Le récit comporte une double narration : c’est à la fois un narrateur extérieur et Skyler Rampike qui racontent l’enfance de ce dernier, la naissance, l’enfance et la brève carrière de sa sœur, Bliss. Le récit continue bien après la mort de cette dernière, relatant tout ce qui est advenu après. La famille disloquée, le frère ballotté d’instituts en instituts, plus ou moins spécialisés, plus ou moins médicalisés. Des pages de journal intime et des facs-similés de lettres renforcent cette sensation de réel, de vécu. L’auteur ne s’inspire du fait divers que pour les grandes lignes de l’histoire (des parents arrivistes, une jeune enfant placée sur le devant de la scène et adulée, un meurtre) et pour l’implacable autopsie qu’elle fait du système, de la psyché de ses personnages, de leurs motivations et de leurs obsessions de réussite et en même temps celles de leurs échecs. Dans le tableau que compose la famille Rampike, il n’y a que Skyler qui ait véritablement la parole. Bliss ne s’exprime jamais, elle est un personnage central froid, muet, absent, un vertige autour duquel toute l’intrigue se cristallise. La mère est d’une fragilité psychologique évidente, perdue, manquant de confiance en elle et paradoxalement, elle n’en est que plus arriviste, que plus acharnée dans son obsession de faire réussir ses enfants à sa place. Le père quant à lui, est la grande gueule tyrannique du récit, le vantard américain dans sa grosse cylindrée aux multiples conquêtes, toujours absent et remplaçant sa présence par des cadeaux luxueux. Rapidement, le lecteur discerne la personnalité de chacun, sans même qu’ils aient besoin de s’exprimer.
Il y a quelque chose de tragique dans ce roman, dans ce sens où, dés le départ, nous savons qu’il n’y aura pas de miracles. Et c’est avec un sourcil levé et désolé que, pages après pages, nous assistons impuissants aux petits dégâts du quotidien, à la stupidité ordinaire et à ses ravages. La sacro-sainte famille est les valeurs yankees sont pourries semblent nous dire, ligne après ligne les descriptions de l’hypocrisie des rapports humains et sociaux, depuis les camaraderies et les goûters enfantins jusqu’à l’obsession de réussite littéralement meurtrière des parents.
En cela l’écriture de Oates ne faiblit pas, du moins dans la première parti, avant le meurtre, provoquant chez son lecteur une démangeaison au creux de la paume, une envie légère et pourtant tenace d’une bonne gifle destinée à quelques personnages.

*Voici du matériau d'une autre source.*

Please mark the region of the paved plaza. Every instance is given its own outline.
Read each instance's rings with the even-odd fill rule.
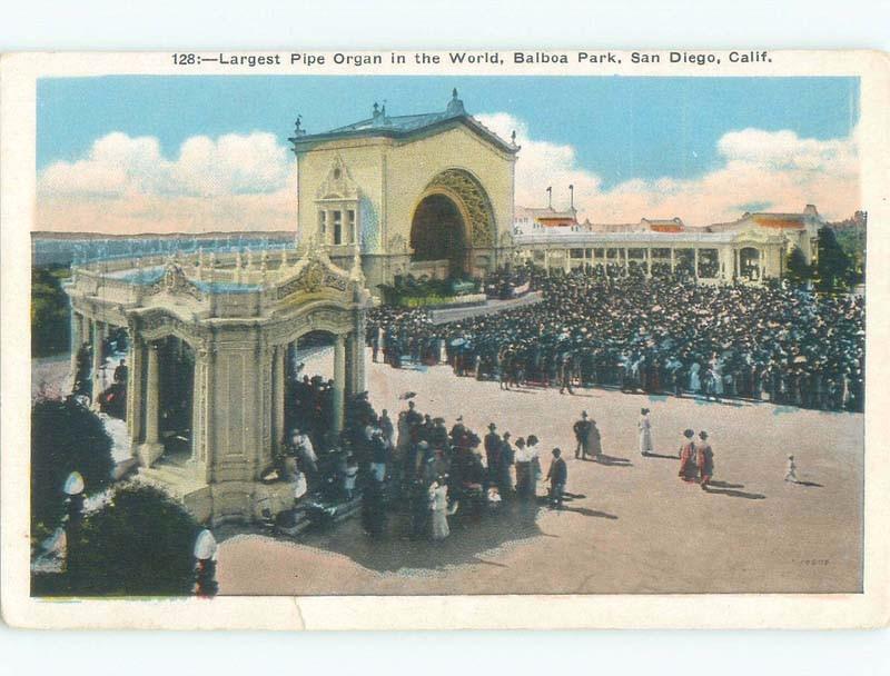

La seconde partie comporte quelques longueurs, notamment dans les digressions de Skyler, dans les devinettes et les jeux sur les mots, sur les abréviations, parfois un peu trop appuyés, peut-être parce qu’une traduction, aussi bonne soit elle, nous prive de quelques sens cachés. Le sens des mots occupe une place importante dans l’élaboration du récit, plus particulièrement la signification des noms propres, ainsi que nous l’apprend une note du traducteur.
L’introspection de Skyler entraîne avec lui le lecteur sur des chemins tortueux, entre les traitements médicaux et le doute persistant, omniprésent : qui est le véritable responsable de la mort de Bliss ?

Petite sœur, mon amour est indéniablement brillant d’un point de vue technique, mais peut-être pas la meilleure approche pour celle ou celui qui souhaite découvrir l’œuvre de Joyce Carol Oates. Ce roman est dérangeant, mais si les rouages grinçant qui jalonnent habituellement ses romans -le sexe, la domination, des figures féminines monstrueuses, l’innocence broyée et souillée, les biens-pensants comme autant de pantins imbéciles au milieu d’une vaste farce – sont là, ils fonctionnent de manière plus diffuse et plus particulière que dans d’autres de ses romans comme Crazy man ou encore Délicieuses pourritures.